Como um trabalhador assalariado, apesar
de possuir uma autonomia relativa, o assistente social (AS) está exposto às
determinações dos seus empregadores, sendo o Estado o maior empregador no
Brasil, o que traz à tona um impasse ao profissional que toma o projeto
ético-politico da profissão como referência, pois o Estado é o maior violador
de direitos dos trabalhadores. Sendo assim, é requisitado do profissional que
escolhe conscientemente articular sua atuação profissional aos interesses
históricos dos trabalhadores, uma formação teórico-crítica, graduada e
permanente, que não determina caminhos, mas pode iluminar a construção e
viabilização dos caminhos a serem trilhados nessa direção.

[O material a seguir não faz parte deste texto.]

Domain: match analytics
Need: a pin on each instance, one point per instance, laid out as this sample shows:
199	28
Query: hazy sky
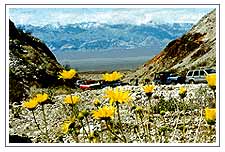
43	16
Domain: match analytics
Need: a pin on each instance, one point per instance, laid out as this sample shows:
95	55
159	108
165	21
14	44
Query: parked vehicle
198	75
167	78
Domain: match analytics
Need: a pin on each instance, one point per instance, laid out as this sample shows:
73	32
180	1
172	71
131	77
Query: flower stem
84	131
35	121
44	117
120	124
110	130
89	129
197	131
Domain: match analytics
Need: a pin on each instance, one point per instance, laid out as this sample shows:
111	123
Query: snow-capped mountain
98	36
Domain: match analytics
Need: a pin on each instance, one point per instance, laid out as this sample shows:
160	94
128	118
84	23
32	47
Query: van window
196	73
189	73
202	73
209	71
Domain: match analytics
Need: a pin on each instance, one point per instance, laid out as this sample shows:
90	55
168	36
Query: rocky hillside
196	48
30	63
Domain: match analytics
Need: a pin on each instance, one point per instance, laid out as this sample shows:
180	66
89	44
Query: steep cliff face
30	63
196	48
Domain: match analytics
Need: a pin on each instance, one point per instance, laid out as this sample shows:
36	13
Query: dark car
198	75
168	78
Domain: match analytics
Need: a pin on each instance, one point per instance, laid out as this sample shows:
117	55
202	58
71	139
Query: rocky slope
196	48
30	63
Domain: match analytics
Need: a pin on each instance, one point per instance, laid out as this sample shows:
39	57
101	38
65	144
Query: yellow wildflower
71	99
211	79
31	104
41	98
182	92
210	115
117	95
112	77
67	124
104	113
149	88
67	74
97	102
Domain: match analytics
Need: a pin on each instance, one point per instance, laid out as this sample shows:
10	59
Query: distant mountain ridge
194	49
97	36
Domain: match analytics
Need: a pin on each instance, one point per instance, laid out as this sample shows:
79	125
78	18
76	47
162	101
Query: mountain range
193	50
98	36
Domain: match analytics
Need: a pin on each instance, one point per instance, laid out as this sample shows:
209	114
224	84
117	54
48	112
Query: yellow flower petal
210	114
117	95
67	74
31	104
112	77
71	99
211	79
41	97
104	113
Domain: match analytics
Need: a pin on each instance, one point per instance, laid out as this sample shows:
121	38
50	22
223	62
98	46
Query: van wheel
191	82
173	83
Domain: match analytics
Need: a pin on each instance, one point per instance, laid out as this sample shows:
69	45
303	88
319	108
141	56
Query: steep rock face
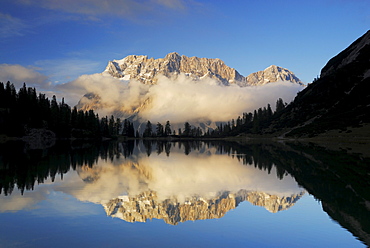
147	69
357	52
146	206
271	74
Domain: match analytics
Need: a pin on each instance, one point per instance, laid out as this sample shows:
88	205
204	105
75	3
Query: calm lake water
183	194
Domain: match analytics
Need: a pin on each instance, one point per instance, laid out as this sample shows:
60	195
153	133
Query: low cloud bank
181	99
178	99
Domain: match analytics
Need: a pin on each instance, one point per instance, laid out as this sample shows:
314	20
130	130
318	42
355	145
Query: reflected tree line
35	166
339	180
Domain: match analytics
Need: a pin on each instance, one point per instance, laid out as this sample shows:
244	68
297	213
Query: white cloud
11	26
65	70
181	99
122	8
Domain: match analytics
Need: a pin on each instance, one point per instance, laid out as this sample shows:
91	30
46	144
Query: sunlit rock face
148	71
182	187
272	74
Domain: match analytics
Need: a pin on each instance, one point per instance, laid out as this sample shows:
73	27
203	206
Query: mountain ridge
145	69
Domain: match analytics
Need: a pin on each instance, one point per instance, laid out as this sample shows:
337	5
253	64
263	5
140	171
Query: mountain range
146	70
203	71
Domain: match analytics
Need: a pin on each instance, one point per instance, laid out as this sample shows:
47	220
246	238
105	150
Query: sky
47	43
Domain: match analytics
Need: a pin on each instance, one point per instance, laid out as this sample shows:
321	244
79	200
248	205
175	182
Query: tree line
25	110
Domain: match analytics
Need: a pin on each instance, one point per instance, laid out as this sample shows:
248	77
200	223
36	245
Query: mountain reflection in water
180	181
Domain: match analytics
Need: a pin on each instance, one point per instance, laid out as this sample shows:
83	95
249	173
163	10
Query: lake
183	194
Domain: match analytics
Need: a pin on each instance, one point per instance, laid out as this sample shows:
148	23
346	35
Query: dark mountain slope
339	99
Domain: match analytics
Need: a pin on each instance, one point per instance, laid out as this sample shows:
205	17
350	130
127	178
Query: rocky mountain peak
271	74
146	70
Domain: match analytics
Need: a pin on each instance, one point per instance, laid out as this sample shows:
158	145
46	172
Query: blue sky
50	42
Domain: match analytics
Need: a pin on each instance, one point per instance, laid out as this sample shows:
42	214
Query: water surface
183	194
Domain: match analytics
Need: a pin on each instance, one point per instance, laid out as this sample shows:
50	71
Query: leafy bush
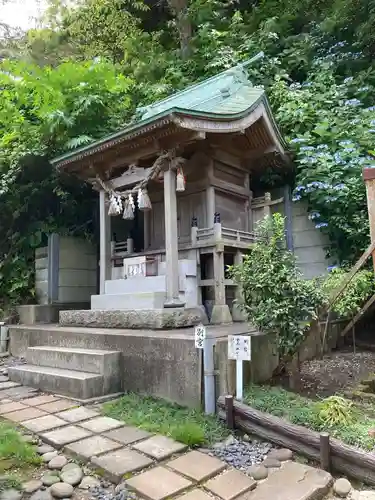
335	410
276	298
356	293
337	415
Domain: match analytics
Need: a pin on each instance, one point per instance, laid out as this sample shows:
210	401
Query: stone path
155	467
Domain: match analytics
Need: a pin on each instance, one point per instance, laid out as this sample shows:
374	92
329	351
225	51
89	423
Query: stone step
75	384
97	361
130	301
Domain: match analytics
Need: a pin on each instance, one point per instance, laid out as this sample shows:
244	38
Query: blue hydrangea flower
352	102
314	215
297	139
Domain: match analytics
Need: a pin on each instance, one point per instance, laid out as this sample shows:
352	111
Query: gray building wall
77	264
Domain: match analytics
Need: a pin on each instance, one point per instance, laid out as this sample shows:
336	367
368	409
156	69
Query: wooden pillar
105	242
210	205
237	314
267	208
171	240
369	178
146	229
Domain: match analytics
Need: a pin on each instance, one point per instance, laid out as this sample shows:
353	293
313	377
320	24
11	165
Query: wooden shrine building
176	197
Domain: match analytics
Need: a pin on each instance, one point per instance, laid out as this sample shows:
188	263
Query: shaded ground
336	372
341	370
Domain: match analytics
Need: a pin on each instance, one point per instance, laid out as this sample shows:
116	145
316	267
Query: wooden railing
331	453
237	235
205	234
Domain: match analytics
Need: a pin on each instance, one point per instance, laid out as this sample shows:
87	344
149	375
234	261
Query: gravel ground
241	454
335	372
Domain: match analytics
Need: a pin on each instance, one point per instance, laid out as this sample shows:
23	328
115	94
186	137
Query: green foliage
276	298
356	293
342	419
188	426
14	452
43	112
335	410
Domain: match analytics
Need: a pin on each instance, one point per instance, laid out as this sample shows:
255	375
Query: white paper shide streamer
115	205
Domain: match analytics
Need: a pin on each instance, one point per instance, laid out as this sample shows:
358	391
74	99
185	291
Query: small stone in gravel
62	490
258	472
271	462
11	494
28	438
44	448
47	457
282	455
70	466
41	495
58	462
32	486
230	440
342	487
72	476
50	479
89	482
366	495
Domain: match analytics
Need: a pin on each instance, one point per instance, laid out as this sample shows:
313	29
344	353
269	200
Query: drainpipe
3	337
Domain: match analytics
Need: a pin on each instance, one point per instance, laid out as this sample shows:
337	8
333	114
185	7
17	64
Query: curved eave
178	117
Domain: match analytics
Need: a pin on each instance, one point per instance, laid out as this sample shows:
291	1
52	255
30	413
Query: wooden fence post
229	412
325	451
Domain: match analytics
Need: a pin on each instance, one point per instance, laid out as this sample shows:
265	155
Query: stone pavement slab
39	400
8	385
45	423
231	484
17	393
159	447
197	466
57	406
92	446
78	414
158	483
27	414
101	424
120	462
128	435
196	495
65	435
10	407
293	481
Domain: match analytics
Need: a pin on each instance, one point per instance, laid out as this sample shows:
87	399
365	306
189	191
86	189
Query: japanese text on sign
239	347
200	335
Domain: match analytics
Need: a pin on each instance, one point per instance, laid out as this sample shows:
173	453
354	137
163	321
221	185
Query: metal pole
239	379
3	337
209	376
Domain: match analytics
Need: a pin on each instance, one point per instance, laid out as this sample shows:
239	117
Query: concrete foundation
45	313
221	315
164	363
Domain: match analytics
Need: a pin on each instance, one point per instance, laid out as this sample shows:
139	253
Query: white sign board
239	347
200	335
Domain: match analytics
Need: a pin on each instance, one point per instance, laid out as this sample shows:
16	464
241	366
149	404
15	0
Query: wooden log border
330	452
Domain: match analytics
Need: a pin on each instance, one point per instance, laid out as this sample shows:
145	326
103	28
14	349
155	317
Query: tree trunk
184	26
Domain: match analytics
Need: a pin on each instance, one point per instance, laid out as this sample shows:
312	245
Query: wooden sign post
369	178
239	349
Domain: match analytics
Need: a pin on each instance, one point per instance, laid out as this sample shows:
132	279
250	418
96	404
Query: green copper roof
229	92
228	95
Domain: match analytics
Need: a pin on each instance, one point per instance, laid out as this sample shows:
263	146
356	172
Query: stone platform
162	363
155	467
140	319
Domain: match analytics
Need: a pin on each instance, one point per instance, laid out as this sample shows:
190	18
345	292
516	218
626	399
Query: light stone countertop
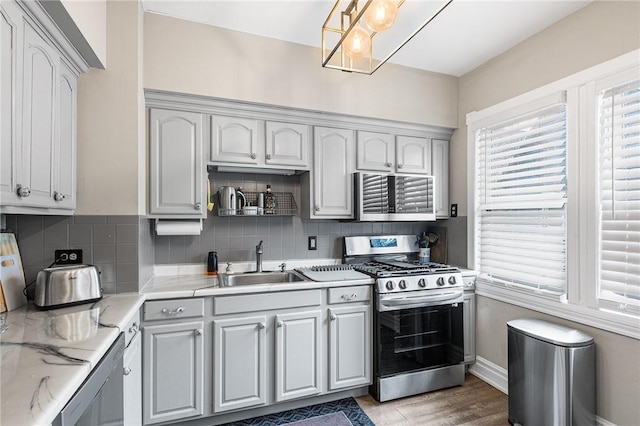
46	355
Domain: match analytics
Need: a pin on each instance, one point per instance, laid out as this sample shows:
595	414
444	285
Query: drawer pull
176	311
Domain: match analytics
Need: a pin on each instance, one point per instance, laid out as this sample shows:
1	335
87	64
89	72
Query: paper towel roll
178	227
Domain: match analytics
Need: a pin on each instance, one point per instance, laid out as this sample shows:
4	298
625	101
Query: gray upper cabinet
413	155
440	152
287	145
298	369
176	167
349	346
173	371
37	119
332	180
239	363
245	142
236	141
385	152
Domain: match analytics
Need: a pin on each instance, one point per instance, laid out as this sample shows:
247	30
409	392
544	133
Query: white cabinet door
65	141
469	326
287	145
440	152
298	354
236	141
333	165
9	147
176	177
173	371
413	155
239	363
39	77
375	152
133	382
349	347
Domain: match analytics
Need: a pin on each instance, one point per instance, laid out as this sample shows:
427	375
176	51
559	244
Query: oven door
418	338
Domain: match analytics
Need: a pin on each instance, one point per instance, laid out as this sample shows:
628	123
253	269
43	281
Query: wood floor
475	403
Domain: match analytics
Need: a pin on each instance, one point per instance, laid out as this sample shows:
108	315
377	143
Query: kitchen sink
257	278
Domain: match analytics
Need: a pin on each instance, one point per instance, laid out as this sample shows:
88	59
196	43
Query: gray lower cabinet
469	326
173	371
298	354
239	362
349	346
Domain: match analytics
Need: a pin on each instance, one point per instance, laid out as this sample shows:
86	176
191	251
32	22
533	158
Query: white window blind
619	195
521	194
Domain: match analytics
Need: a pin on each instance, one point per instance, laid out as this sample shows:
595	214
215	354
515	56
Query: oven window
416	339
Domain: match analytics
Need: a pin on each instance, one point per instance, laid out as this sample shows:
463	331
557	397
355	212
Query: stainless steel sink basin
257	278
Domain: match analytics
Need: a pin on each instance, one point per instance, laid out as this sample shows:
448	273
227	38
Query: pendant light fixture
355	24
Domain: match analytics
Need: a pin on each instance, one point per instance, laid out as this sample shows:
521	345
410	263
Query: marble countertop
46	355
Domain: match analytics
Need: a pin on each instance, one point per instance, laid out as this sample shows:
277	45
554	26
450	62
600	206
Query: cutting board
11	273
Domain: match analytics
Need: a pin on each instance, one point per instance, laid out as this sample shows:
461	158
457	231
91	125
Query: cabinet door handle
23	191
176	311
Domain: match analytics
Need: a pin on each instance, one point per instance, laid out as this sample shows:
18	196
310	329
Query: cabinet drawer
173	308
265	301
359	293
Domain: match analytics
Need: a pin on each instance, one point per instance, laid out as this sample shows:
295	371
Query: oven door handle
449	296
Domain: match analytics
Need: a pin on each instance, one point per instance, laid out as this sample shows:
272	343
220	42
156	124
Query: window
619	196
521	195
554	198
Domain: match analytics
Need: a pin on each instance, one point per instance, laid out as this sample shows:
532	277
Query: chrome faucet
259	257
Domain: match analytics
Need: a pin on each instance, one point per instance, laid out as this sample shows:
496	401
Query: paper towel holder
178	226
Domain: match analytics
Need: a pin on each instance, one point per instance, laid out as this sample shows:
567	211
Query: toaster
66	286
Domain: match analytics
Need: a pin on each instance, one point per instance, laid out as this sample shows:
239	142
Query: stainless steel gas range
418	330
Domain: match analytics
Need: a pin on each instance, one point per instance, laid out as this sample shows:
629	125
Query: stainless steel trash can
552	377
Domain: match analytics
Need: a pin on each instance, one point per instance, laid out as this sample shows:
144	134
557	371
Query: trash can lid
550	332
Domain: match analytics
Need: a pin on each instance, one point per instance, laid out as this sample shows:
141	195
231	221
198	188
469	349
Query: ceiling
464	36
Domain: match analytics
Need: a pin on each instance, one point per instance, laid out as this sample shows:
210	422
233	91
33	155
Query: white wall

Neste processo, o planejamento é
central, visto que uma prática em que o assistente social se coloque como
sujeito junto aos trabalhadores considerados e presentes como sujeitos exige “prática mediada por teoria, acumulação de forças,
persistência, estabelecimento de relações com outros espaços e sujeitos,
individuais e coletivos, poderosamente mobilizados e organizados, tendo em
vista fortalecer e multiplicar as consequências das nossas ações favoráveis aos
trabalhadores”. (Ver Vasconcelos, 2015, 1.4.2 e capítulo 3).
É
neste contexto, abordado de forma breve e superficial tendo em vista os
objetivos deste trabalho, que vamos buscar apreender o cotidiano profissional
dos ASs em busca de tendências e possibilidades de atuação em consonância com
as finalidades e objetivos emancipatórios, neste momento, priorizando o
exercício profissional na política de Assistência Social.
Em
1942, como ação caritativa, sob
a direção de Darcy Vargas, se efetiva através da Liga Brasileira de Assistência
Social (LBA), de caráter público privado, ações clientelistas, pontuais e
conservadoras que marcaram a Assistência Social no Brasil até que, com a Constituição
de 1988, esta política, legalmente, torna-se política pública e de direito,
constituindo o tripé da Seguridade Social.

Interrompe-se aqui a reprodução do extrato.